Outro paradoxo prende-se com a própria edição. É de autor, e isso está bem patente no amadorismo da paginação e na ausência de uma revisão que lhe teria sido bastante útil. Mas, ao que parece, foi apoiada pelo Instituto Camões e pela Petromar, uma empresa que desconheço mas que uma pesquisa rápida no Google me sugere ser angolana e ligada aos petróleos, o que faz com que não se trate de uma edição de autor vulgar.
E outro paradoxo está em este não ser um bom livro, longe disso, e no entanto ser um livro bom.
Que quadratura de círculo é essa?
Rodeando para mais depressa chegar ao destino, direi que há livros muito redondinhos, muito bem escritos, muito bem editados, muito profissionais, muito cheios daquelas coisas de que, diz-se, se faz a literatura... e também muito vazios, muito alhos-chochos, muito sem nada dentro.
Detesto esses livros, confesso.
Contos de N'Nori é o oposto. É um livro cheio de falhas, pejado de defeitos, amador do princípio ao fim... e cheio de conteúdo. Carlos-Edmilson Vieira não escreve porque quer ser escritor ou porque gosta de brincar com as palavras; escreve porque tem coisas a dizer. Sobre si próprio, sobre os lugares físicos e humanos de onde vem, sobre, sobretudo, o seu povo e a sua conturbada terra. E isso, para mim, vale o livro.

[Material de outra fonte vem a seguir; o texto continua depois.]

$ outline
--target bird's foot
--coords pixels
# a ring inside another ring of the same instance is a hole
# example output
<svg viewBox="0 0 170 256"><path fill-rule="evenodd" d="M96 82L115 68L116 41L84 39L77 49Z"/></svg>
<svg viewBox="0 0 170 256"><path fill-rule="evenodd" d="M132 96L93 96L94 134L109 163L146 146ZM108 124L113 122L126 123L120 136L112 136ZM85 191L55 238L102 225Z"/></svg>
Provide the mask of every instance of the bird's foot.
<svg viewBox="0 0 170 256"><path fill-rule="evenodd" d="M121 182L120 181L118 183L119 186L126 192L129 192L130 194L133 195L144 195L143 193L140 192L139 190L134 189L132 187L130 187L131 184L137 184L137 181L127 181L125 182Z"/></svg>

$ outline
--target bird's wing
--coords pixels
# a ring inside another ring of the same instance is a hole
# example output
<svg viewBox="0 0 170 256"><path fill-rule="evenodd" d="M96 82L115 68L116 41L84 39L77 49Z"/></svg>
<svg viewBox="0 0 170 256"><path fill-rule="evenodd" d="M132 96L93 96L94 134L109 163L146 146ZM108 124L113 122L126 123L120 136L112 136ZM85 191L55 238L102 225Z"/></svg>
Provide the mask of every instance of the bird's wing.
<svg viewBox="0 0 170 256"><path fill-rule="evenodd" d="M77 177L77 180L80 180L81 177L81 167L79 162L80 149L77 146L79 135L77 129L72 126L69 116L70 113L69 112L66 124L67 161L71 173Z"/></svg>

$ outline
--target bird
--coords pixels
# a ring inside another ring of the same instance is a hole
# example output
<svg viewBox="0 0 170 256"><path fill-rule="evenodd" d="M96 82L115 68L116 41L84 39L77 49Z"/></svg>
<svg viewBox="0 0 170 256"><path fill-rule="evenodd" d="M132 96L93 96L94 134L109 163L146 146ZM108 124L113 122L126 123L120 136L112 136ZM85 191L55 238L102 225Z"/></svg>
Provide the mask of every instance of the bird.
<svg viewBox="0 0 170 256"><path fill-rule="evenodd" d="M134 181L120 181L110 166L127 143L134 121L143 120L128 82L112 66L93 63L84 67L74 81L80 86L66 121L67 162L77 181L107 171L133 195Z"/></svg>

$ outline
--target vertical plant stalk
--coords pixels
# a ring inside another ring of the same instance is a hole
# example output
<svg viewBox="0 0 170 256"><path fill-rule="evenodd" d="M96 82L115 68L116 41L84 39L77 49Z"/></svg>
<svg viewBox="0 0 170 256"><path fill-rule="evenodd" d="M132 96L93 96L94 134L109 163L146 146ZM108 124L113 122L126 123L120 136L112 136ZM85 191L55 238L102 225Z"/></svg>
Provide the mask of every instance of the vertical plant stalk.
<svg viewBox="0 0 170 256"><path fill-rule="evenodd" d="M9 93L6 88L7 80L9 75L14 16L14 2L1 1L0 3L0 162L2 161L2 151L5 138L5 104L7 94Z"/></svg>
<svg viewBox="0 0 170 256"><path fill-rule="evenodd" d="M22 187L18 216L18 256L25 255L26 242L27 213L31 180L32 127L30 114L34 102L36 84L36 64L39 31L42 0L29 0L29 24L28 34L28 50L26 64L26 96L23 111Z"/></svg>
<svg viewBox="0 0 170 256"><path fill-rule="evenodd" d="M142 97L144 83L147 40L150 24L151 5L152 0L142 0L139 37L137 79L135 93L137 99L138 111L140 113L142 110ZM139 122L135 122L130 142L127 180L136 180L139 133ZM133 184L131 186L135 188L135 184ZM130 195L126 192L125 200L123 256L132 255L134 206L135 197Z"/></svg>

Outrs coisa que vale o livro é, parece-me, a grande variedade de registos, que ajuda a sustentar o interesse. Sem essa variedade, com um tom mais uniforme, as falhas tornar-se-iam mais aparentes. A variedade, que existe até na qualidade do português, o que me leva a supor que estes textos foram sendo escritos ao longo de vários anos, ajuda a disfarçá-las. Há aqui crónicas, há histórias de amor, há uma deliciosa história fantástica que parece saída de uma lenda (e provavelmente é mesmo), há contos-denúncia, enfim, há muita coisa. Em menos de 100 páginas.
Por isso, não tendo gostado deste livrinho, até gostei dele.
Paradoxos, lá está.
Li este livro em versão eletrónica, um PDF que pode ser obtido no site do Instituto Camões. Teoricamente, este link deveria servir para obtê-lo, mas acabei de segui-lo e ir parar a outro sítio. No entanto, o problema não é grande: basta procurar pelo título para facilmente se dar com ele.